3. Use of Negotiated Rulemaking

In addition to providing for a national coverage decisionmaking process that accords beneficiaries, providers, equipment manufacturers and other interested parties an opportunity to have input into the formulation of specific national coverage determinations, HCFA should in appropriate cases also consider use of elements of a negotiated rulemaking procedure.4

4. Modification of Recent Legislative Restrictions on Administrative and Judicial Review

Congress should reconsider and, at minimum clarify its intent,5 with regard to the recent restrictions it placed upon administrative and judicial review of national coverage determinations. In so doing, Congress should:

(a) Consider whether to clarify the restriction against administrative law judge review of national coverage determinations [42 U.S.C.A. 1395ff(b)(3)(A)] by (i) making clear that administrative law judges may review the application of such determinations to claimants and (ii) specifying that this limitation only applies to those national coverage determinations that are properly published and indexed, and that have been issued after an adequate opportunity for public comment.

(b) Consider repealing 42 U.S.C.A. 1395ff(b)(3)(B), which restricts judicial review of procedures used in promulgating national coverage determinations.

(c) Eliminate the provision [42 U.S.C.A. 1395ff(b)(3)(C)] that limits reviewing courts’ ability to review the validity of a national coverage determination applied in a particular case without first remanding the case to the agency for supplementation of the record.



52 FR 49144 (December 30, 1987)

1987 ACUS 43 (vol 1)


1 HCFA’s procedures for making national coverage policy had not been published until April 29, 1987, when under court order, the agency issued a notice in the Federal Register describing its process (though not its criteria) and sought comments.

2 The agency should then re-evaluate the policy after receiving comments. See ACUS Recommendation 76-5, Interpretive Rules of General Applicability and Statements of General Policy, 1 CFR 305.76-5.

3 See ACUS Recommendation 86-6,-Petitions for Rulemaking, Para. 2(d), 1 CFR 305.86-6(2)(d).

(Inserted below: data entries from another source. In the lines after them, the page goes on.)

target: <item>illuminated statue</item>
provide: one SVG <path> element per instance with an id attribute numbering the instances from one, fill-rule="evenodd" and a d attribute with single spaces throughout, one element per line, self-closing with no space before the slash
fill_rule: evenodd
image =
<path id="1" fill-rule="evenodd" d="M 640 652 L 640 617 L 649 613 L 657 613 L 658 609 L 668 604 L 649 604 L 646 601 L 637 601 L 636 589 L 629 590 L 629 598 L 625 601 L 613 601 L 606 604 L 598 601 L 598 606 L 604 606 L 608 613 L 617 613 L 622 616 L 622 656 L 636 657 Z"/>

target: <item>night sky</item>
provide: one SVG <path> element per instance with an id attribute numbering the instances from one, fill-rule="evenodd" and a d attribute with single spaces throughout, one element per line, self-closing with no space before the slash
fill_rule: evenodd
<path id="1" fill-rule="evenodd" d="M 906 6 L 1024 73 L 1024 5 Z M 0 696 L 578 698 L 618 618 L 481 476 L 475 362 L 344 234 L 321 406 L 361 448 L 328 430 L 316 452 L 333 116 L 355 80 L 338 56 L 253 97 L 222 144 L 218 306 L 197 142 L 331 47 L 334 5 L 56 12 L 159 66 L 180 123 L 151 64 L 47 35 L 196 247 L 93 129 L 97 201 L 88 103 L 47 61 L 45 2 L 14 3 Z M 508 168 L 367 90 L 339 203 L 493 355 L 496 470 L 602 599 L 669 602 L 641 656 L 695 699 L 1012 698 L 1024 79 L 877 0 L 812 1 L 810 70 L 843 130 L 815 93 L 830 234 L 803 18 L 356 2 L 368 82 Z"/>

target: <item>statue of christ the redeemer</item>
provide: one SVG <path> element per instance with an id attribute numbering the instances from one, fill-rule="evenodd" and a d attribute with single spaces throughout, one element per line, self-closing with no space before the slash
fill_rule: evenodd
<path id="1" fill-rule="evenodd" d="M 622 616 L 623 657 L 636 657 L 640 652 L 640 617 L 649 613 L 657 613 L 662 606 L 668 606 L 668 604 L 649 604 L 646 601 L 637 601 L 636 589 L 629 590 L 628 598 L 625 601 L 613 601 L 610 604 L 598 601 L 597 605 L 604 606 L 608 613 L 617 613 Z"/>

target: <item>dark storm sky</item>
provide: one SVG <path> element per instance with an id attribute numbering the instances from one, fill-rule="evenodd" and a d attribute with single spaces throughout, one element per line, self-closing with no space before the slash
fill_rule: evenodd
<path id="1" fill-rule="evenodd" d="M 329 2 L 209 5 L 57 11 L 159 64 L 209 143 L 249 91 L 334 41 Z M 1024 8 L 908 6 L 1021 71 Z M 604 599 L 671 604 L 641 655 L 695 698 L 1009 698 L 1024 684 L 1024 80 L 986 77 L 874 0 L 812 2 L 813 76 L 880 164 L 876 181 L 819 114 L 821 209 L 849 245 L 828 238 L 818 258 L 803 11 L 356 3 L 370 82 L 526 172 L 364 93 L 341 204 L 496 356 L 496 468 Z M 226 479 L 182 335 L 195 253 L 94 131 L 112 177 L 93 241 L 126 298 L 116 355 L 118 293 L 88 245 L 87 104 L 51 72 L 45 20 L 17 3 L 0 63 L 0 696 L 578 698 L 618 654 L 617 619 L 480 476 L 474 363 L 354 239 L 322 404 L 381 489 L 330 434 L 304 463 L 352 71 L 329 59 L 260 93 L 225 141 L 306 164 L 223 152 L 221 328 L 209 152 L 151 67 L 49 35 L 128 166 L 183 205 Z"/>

4 See ACUS Recommendations 82-4 and 85-5, Procedures for Negotiating Proposed Regulations, 1 CFR 305.82-4, 85-5.

5 In particular, Congress should, for the purposes of these restrictions, clarify its definition of “national coverage determination” and explain whether or not policies other than those concerning medical procedures and technologies and published in the Federal Register or Medicare Coverage Issues Manual are included.